🌐 Horizon

Career intelligence Platform. Not a job board. Not a chatbot.

Horizon builds a personalized, evidence-grounded career roadmap for every user — grounded in real job descriptions, real interview signals, and a self-improving knowledge graph that gets smarter with every request. It combines a living Neo4j career graph, parallel LLM synthesis over real web evidence, and a rigorous company-fit scoring engine into a single async platform.

Going live as a beta soon.

❌ The Core Problem

Career guidance is either too generic (LinkedIn Learning paths) or too expensive (career coaches). Neither is grounded in live market reality. Most AI career tools hallucinate paths, ignore the actual hiring bar, and give zero citations for their advice.

Horizon is built differently: every career path it generates is triangulated from real sources, every company fit score is computed against a live JD signal, and the system's knowledge compounds across users through a shared graph.

⚙️ How It Works

📥 Onboarding Pipeline

Resume Parsing — PDF ingested via PyMuPDF, converted to Markdown, then parsed by Gemini 2.5 Flash into a structured schema (education, skills, projects). Skills are immediately passed through a normalizer to canonicalize synonyms ("ReactJS" → "React", "Postgres" → "PostgreSQL").

MBTI Personality Assessment — a lightweight, database-backed questionnaire system. Questions are randomly sampled per MBTI dimension from MongoDB, presented to the user, and scored via normalized Likert scaling. The resulting personality type is stored on the user profile and used to weight path preferences.

User profiles are stored in MongoDB with full async access via Motor.

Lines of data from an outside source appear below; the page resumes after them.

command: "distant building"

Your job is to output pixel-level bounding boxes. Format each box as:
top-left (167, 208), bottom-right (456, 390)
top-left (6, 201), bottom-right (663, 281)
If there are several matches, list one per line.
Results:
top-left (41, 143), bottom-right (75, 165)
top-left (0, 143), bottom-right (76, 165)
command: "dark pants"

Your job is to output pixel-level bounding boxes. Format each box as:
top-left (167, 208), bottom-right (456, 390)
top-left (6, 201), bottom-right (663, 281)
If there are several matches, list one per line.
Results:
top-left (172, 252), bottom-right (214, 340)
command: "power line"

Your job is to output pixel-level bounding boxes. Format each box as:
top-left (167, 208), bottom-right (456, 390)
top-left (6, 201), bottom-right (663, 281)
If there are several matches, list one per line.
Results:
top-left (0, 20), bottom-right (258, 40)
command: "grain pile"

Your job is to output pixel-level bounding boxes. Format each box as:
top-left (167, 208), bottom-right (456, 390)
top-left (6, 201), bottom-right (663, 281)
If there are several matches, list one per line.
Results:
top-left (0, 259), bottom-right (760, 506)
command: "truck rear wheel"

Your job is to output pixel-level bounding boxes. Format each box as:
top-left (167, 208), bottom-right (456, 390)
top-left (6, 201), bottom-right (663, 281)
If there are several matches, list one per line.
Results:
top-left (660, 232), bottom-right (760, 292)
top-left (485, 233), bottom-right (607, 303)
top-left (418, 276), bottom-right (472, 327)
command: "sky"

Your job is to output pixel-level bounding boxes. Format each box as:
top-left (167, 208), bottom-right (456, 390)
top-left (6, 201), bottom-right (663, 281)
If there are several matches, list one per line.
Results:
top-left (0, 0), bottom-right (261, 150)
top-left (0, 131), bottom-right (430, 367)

🌳 Career Tree Generation (`tree.py`)

The flagship feature. Given a user's skill stack and preferences, Horizon builds a 5-path career roadmap with 4+ concrete stages each, every claim sourced from real web evidence.

Pipeline:

Skills → Graph Traversal → Tavily Evidence Fetch → Gemini Synthesis → Citation Resolution → Graph Learning

Step 1 — Graph-first archetype discovery

Before calling any LLM, Horizon queries the Neo4j career graph. It finds the top roles by weighted skill overlap (REQUIRES edge weights), then traverses TRANSITIONS_TO edges up to 15 hops to find the farthest reachable terminal role. This returns validated career trajectories from historical data — not LLM guesses.

If the graph has fewer than 5 trajectory matches (cold start), it falls back to Gemini for archetype generation.

Step 2 — Parallel evidence fetch

For each archetype, Tavily runs an advanced search constrained to high-signal domains:

reddit.com, news.ycombinator.com, teamblind.com, indiehackers.com,
linkedin.com, medium.com, github.com, netflixtechblog.com,
engineering.fb.com, openai.com/research

Up to 14 results per archetype are fetched in parallel (asyncio.gather). Each result is tagged with a SOURCE_REF_N identifier and injected into the synthesis prompt.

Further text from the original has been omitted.